Turns out I was right.

I started advertising the show six months from its opening date. I begged, borrowed and stole from everyone I knew to get the barest minimum of cash together to put a deposit on the theater and to buy the materials for the set. I believe I didn’t pay rent on my apartment for three or four months prior to opening (luckily, one of those impressively sized gay DCers happened to be my landlord). Another friend had just started an event ticketing company and he was anxious for clients so I signed him up immediately. With the ticketing work and patron care spoken for, I concentrated on publicizing and producing the show.

The DC gay press let me set up business accounts to charge my full and half page ads, one of which I ran every single week three months prior to opening. I convinced The Washington Post to do a news story about this young, gay upstart (me) bringing liberal gay theater to DC. I got local bars to promote the show and pay for personal appearances of the cast. During the gay pride march of 1997, I convinced one of the buildings along Dupont Circle to allow me, just for the day, to hang a huge promotional poster of my mostly nude cast that could be seen for blocks. I borrowed a friend’s sports car and rode the scantily clad boys through the parade route handing out thousands of postcards. And somehow, the show opened to a sold-out house on a Friday in late June.

The first check I got from the ticketing vendor the following Thursday was for nearly $18,000. And we were sold out solid for the first six weeks. The show ran a total of fourteen weeks before we closed it for another show already contracted to come into the space. It grossed a total of just over $160,000. And in Washington DC in 1997, I paid my actors $300 a week.

Never let anyone tell you it can’t be done. While this story reflects a lot of luck and a huge amount of hard work, it’s still ample evidence that there is no reason on the face of this earth why you can’t work to make your shows happen.
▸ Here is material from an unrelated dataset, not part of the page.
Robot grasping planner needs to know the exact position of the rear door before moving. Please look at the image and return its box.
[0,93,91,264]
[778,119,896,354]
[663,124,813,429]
Money is a minor obstacle. Faith in yourself is a vastly larger one.

As a betting man, I’m pretty sure you can do it. If you’re willing to do it. (And you have enough actor friends who don’t mind getting naked.)
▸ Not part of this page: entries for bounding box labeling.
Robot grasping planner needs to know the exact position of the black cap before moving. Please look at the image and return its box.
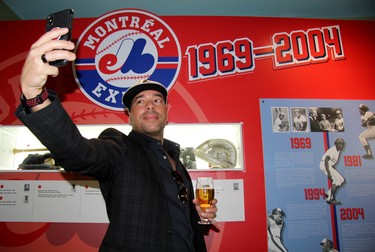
[122,80,168,111]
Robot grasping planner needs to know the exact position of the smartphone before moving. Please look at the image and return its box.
[46,9,74,67]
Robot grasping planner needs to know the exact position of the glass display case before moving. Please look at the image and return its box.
[0,123,244,171]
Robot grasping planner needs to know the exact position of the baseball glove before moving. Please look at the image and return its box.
[194,139,237,168]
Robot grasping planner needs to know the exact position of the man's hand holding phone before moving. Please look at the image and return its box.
[41,9,74,67]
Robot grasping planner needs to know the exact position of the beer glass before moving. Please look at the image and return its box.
[195,177,215,225]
Question of the Blog: How important do you think audience response is to your goal?

Coming Soon: Rough Waters Ahead!



  1. A good example of how "not knowing any better" can sometimes lead to the most success. Sometimes the most used best practices are also the most tired and a fresh unfettered approach can often lead to untapped resources and audiences. Thank you for this.

  2. One Crack and Cheese casserole is simply not enough for Jason Bowcutt. There better be some Apple Cobbler to follow it up!!!!!!!!!!